The steady beat of pain lancing though his head continued unabated. It was making him a little nauseated, which meant he probably had a concussion. Though he was almost positive he was alone in a cell of some kind, he dared not move his head. There could be hidden cameras or a two-way observation mirror behind him. He did shift a little, like an unconscious person thrashing out. His feet and wrists were bound to the table with steel cuffs. He lay still once again.

He was in no shape to stand up to an interrogation, and if they’d brought him to the capital, Yangon, he was most likely in Insein Prison. Pronounced “Insane,” it was perhaps the most brutal penitentiary on the planet, the deepest of black holes, where escape was impossible and survival had even longer odds.



It housed around ten thousand prisoners, though its capacity was less than half that. Many were political activists and monks who’d spoken out against the regime. The rest were criminals of every kind. Diseases like malaria and dysentery were endemic. Rats outnumbered both the prisoners and the guards. And the tales of torture were the stuff of nightmares. Cabrillo knew they loved to employ rubber hoses filled with sand to beat people and used attack dogs to force prisoners to race each other across a gravel path on their elbows and knees.

His only hope lay in the fact that there was an electronic tracking chip embedded in his thigh and at this very moment Max and the rest of the crew were working on getting them out.

Out of nowhere, a fist slammed into his jaw, nearly dislocating it.

He could have sworn there was nobody else in the room with him. The guy had the patience of a cat. There was no use pretending any longer. He opened his eyes. The man who’d struck him wore a green military uniform. Juan couldn’t identify his rank but managed to take a little satisfaction in the fact that he was massaging his right fist. His head felt like a struck bell.

“Name?” the soldier barked.

Juan saw two additional guards had come through a metal door. One stayed close to it while the other took up a position next to a table with a sheet draped over it. He couldn’t tell from its outline what lay underneath.

When he didn’t give his name fast enough, the lead interrogator pulled a length of ordinary garden hose from his belt. By the way it sagged Juan knew it was a weighted sap. It cracked across his stomach, and no matter how tightly Cabrillo had flexed his abs the blow felt like it had sunk all the way through to his spine.

“Name!”

“John Smith,” Cabrillo said, sucking air through his teeth.
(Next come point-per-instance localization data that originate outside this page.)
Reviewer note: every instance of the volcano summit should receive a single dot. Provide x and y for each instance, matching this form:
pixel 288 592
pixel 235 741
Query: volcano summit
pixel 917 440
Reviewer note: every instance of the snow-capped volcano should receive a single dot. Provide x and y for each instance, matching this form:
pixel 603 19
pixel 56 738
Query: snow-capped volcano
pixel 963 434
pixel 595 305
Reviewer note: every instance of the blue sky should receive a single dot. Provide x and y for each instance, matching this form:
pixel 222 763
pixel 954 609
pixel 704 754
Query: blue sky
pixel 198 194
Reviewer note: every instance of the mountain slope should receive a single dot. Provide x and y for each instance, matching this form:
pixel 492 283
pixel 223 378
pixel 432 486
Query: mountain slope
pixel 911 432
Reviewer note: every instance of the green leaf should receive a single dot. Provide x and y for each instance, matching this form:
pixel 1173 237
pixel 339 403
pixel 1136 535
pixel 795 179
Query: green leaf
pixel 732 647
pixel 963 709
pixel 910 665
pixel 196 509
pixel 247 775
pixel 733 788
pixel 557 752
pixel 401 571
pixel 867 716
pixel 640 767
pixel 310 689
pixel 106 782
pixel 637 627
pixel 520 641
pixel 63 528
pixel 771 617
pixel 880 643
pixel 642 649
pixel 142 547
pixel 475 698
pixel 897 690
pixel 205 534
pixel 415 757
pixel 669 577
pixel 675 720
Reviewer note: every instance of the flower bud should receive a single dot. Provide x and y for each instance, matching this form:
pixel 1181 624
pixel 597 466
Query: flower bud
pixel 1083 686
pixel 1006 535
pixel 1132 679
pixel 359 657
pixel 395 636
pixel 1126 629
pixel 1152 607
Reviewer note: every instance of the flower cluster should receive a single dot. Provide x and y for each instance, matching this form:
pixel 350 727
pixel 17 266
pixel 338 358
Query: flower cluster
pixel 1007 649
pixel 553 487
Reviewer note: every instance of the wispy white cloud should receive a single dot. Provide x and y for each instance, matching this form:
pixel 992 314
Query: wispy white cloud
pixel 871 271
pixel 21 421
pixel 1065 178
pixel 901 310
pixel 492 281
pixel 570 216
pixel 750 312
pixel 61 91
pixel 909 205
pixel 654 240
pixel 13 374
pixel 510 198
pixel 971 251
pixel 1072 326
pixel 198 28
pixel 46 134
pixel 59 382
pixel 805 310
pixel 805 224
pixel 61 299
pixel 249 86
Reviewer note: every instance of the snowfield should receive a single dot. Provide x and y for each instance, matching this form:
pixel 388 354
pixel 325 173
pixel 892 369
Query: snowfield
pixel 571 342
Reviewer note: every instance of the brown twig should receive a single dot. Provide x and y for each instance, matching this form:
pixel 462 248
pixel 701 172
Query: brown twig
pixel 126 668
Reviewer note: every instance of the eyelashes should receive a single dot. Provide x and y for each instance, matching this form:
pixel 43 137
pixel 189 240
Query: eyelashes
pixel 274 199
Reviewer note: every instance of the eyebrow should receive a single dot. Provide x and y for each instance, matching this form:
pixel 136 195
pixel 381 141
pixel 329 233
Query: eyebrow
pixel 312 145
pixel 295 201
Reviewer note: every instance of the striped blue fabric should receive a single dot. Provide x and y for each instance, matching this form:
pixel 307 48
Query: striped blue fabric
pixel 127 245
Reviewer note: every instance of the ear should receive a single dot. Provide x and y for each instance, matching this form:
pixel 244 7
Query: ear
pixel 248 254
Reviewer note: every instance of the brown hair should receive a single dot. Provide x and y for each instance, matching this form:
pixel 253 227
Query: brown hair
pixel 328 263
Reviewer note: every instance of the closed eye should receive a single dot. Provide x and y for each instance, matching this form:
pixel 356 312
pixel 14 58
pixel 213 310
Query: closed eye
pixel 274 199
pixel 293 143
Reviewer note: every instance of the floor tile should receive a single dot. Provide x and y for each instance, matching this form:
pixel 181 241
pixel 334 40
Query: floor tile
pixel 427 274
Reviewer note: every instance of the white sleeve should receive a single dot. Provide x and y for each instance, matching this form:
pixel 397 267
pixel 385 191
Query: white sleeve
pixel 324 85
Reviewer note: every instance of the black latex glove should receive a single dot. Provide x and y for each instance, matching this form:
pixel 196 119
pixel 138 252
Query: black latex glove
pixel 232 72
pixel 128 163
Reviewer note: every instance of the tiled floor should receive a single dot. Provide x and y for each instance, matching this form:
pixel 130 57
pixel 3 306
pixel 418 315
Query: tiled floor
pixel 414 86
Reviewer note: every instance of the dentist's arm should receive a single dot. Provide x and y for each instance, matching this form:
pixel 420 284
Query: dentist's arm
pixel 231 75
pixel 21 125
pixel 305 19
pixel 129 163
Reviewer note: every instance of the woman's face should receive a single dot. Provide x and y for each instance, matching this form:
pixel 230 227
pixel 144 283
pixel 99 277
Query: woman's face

“Who you work for?” Again the cudgel whipped across Juan’s stomach when he didn’t answer instantly. “Who you work for? CIA? UN?”

“No one. I work for myself.”

The hose came down again, this time across Juan’s groin. It was too much. He turned his head and retched from the pain.

A cultured voice with a tinge of a British accent said, “I can tell from your accent that you’re American.”

The unseen speaker was up near the head of the table, where Cabrillo was strapped. Juan heard him light a cigarette, and a moment later a plume of smoke wafted over his face. The man moved so Cabrillo could see him. He was Burmese, like the others. Juan put his age as in his mid-forties. His face was nut brown, with lines around the eyes and mouth. He wore a visored cap, but Juan could see his hair was still jet-black. There wasn’t anything necessarily malevolent about the officer, but Cabrillo got a cold chill down his spine.